Fait notable, ce texte de 1970 a été entièrement composé par
Beckett en français. Absurde et dérisoire, il est nécessairement vrai. Dès les premières lignes, un rapport tout particulier est créé entre le narrateur (omniscient ?) et le lecteur. Serait-ce de la connivence, de la dépendance ? En tout cas, le narrateur impose son autorité : les faits relatés, il prétend les connaître. Un peu comme dans les contes populaires roumains "car si n'étais point ne conterais" (și dacă n-ar fi fost nu s-ar mai povesti), il est interdit aux lecteurs de douter de la véracité du récit : "Le voyage de
Mercier et Camier, je peux le raconter si je veux, car j'étais avec eux tout le temps". D'ailleurs, Mercier a la sensation qu'ils sont accompagnés, puisqu'il sent "comme la présence d'un tiers"… "Elle nous enveloppe. Je l'ai senti depuis le premier jour. Je suis pourtant rien moins que spirite". Qui est-ce donc : le narrateur omniscient, omniprésent, ou bien Dieu ? Les deux voyageurs n'ont qu'une seule certitude lorsqu'ils commencent à entreprendre ce périple : "celle de ne
pas se lancer à la légère dans l'aventure" Et combien de temps ? "ce n'est
pas tous les jours qu'il est donné de couper en quatre un cheveu de cette qualité. Car du moment que l'on vit, bernique." Je relève ici que ce symbole de déception n'est qu'une patelle, un mollusque gastéropode. Si l'on considère que le voyage est la métaphore de la tragédie de la naissance, un rapprochement avec "
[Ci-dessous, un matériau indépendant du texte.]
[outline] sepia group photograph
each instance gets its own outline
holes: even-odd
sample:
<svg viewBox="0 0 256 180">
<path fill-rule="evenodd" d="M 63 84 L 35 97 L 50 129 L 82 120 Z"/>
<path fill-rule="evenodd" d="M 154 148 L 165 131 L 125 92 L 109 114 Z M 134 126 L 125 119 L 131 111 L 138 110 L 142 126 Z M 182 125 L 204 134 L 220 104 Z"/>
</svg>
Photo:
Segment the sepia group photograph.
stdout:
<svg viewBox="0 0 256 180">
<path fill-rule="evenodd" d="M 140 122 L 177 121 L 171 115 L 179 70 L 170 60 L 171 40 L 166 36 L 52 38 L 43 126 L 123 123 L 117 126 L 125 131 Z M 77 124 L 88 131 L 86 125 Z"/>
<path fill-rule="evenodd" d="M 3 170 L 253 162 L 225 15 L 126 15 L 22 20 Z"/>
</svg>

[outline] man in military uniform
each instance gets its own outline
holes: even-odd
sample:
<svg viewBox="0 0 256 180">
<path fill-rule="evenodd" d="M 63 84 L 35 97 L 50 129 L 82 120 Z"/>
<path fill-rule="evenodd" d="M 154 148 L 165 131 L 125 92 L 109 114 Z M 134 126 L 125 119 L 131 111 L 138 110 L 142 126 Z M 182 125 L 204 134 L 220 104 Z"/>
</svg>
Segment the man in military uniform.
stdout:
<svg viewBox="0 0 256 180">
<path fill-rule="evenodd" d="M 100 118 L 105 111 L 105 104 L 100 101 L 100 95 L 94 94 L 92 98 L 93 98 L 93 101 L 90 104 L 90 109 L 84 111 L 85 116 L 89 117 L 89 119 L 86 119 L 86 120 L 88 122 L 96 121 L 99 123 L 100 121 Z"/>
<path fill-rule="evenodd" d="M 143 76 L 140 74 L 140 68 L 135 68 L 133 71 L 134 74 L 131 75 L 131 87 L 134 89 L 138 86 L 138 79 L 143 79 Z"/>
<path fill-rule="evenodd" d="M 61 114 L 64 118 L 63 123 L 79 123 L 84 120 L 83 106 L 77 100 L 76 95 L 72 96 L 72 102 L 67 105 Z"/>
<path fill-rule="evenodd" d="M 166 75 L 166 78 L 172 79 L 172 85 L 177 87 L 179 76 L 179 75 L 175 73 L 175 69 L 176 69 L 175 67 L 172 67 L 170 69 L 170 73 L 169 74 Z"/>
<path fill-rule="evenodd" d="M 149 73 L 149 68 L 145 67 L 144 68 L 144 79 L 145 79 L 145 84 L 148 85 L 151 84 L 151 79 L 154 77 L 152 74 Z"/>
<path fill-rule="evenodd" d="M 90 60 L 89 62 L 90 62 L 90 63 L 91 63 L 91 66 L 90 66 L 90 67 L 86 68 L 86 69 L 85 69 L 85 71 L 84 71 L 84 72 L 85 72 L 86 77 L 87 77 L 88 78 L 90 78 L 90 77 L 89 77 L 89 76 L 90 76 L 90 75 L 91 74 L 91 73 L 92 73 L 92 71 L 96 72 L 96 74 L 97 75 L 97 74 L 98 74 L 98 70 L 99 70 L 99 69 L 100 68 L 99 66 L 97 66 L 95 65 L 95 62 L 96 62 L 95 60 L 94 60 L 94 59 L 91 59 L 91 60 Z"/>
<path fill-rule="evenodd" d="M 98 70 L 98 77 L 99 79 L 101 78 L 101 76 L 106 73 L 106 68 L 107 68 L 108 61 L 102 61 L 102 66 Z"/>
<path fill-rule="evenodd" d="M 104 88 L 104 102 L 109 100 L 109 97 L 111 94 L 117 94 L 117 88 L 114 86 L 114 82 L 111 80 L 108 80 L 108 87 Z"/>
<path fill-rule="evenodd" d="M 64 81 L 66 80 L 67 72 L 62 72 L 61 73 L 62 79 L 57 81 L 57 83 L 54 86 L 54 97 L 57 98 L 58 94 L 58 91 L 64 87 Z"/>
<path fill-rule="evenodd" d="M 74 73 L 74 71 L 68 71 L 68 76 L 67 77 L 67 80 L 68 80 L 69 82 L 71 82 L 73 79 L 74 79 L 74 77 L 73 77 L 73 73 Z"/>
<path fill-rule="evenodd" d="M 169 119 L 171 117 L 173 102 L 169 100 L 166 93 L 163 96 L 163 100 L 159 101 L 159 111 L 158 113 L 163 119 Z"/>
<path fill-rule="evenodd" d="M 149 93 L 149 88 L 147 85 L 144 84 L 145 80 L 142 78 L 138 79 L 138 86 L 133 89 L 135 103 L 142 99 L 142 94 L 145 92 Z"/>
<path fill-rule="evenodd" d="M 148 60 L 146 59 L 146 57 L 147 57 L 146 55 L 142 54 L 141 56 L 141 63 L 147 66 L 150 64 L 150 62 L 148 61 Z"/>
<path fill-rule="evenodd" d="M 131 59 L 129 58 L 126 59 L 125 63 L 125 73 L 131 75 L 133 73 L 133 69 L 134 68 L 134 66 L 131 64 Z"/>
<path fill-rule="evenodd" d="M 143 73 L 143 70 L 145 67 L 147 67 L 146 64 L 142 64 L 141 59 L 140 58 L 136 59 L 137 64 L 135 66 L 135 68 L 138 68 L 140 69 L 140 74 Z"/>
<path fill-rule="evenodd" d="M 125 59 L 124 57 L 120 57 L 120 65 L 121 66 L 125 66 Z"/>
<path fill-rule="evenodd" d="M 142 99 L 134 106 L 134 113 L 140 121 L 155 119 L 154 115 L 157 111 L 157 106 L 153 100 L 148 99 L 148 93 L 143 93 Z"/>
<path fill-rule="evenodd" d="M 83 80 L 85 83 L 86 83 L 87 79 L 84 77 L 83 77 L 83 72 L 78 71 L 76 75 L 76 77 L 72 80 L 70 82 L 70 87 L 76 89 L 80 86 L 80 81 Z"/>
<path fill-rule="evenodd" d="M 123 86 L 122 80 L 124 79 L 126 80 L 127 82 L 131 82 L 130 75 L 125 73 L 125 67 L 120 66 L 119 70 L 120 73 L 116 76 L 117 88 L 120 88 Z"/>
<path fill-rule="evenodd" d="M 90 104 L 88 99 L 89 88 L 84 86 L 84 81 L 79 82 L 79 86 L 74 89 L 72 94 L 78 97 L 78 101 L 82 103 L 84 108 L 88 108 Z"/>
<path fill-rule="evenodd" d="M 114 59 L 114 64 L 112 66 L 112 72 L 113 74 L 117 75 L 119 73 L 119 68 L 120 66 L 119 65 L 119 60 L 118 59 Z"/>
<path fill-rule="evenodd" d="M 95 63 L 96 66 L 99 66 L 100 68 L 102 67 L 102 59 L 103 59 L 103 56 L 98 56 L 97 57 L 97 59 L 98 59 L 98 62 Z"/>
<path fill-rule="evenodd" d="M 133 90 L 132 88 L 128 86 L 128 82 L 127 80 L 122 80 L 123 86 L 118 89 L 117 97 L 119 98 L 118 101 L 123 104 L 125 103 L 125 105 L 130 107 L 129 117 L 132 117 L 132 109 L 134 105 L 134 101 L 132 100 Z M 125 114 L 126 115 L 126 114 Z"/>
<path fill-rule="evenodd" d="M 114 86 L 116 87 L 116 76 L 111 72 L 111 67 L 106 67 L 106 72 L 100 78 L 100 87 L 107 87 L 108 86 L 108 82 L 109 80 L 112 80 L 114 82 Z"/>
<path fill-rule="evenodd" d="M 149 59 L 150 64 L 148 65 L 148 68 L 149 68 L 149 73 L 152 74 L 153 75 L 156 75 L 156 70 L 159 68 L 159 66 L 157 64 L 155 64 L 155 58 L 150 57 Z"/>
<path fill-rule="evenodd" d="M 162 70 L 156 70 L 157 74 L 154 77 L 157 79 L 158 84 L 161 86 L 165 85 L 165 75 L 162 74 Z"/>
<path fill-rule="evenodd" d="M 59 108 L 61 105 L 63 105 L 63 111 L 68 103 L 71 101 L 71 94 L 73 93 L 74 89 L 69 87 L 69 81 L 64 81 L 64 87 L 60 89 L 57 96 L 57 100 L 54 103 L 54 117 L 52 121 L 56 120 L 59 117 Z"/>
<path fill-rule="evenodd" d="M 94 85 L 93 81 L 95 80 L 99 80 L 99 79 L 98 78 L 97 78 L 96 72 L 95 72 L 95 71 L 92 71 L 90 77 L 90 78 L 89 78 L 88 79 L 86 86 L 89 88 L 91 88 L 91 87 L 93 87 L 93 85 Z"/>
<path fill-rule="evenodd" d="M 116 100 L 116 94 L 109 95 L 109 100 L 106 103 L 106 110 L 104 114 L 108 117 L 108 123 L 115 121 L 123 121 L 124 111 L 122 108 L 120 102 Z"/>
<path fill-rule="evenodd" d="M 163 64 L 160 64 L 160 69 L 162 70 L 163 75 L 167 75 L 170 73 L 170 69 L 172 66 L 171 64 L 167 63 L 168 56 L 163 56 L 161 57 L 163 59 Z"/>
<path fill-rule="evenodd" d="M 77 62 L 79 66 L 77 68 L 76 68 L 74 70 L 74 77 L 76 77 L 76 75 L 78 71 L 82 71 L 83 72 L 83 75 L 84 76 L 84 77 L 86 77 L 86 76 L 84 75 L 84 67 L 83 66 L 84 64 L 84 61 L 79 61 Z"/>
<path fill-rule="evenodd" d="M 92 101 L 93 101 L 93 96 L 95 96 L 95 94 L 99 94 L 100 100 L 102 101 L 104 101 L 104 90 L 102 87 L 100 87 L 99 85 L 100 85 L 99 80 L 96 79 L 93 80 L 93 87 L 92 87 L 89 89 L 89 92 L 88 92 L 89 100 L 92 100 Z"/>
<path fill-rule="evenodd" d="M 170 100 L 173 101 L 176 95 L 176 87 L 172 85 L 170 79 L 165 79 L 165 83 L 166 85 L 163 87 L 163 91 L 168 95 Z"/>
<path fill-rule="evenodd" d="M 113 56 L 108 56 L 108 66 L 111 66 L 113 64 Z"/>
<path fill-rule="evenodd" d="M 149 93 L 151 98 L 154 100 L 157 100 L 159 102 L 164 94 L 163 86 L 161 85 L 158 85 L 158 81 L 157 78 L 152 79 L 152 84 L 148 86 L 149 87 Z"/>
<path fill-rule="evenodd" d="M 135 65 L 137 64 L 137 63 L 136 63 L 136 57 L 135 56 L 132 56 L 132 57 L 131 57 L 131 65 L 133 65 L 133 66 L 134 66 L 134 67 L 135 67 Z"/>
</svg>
Fin de partie" devient possible. le protagoniste de la pièce de théâtre, Hamm, affirme : "Vous êtes sur terre, c'est sans remède !" Cette vie doit être vécue, c'est tout. Il faut faire le voyage et avancer, même au rythme d'un mollusque. Il revient donc au narrateur investi de sa prérogative de créateur et artiste de reconstituer la nature. le dernier rapprochement que je vous propose c'est avec
Marguerite Yourcenar qui, dans "
Nouvelles orientales", raconte l'histoire cruelle d'un peintre condamné à mort qui s'échappe en se glissant dans un tableau représentant la mer : "
Comment Wang-Fô fut sauvé" : Wang-Fô et son disciple "disparurent à jamais sur cette mer de jade bleu que le peintre venait d'inventer". Si le cadre du roman de
Beckett ne connaît
pas les mers et les frontières, il ressemble plutôt à la campagne irlandaise où la mer n'est finalement jamais trop loin. La pluie pourrait d'ailleurs être un autre symbole de la dissolution, disparition imminente : "c'est tordant mais on n'arrive
pas à se tordre, à se dissoudre dans le sourire mille fois souri." C'est dans un bar qu'à la fin du roman les deux personnages tenteront, en citadins invétérés, de se noyer. Les derniers mots du roman sont : [le bruit de] la pluie sur l'eau.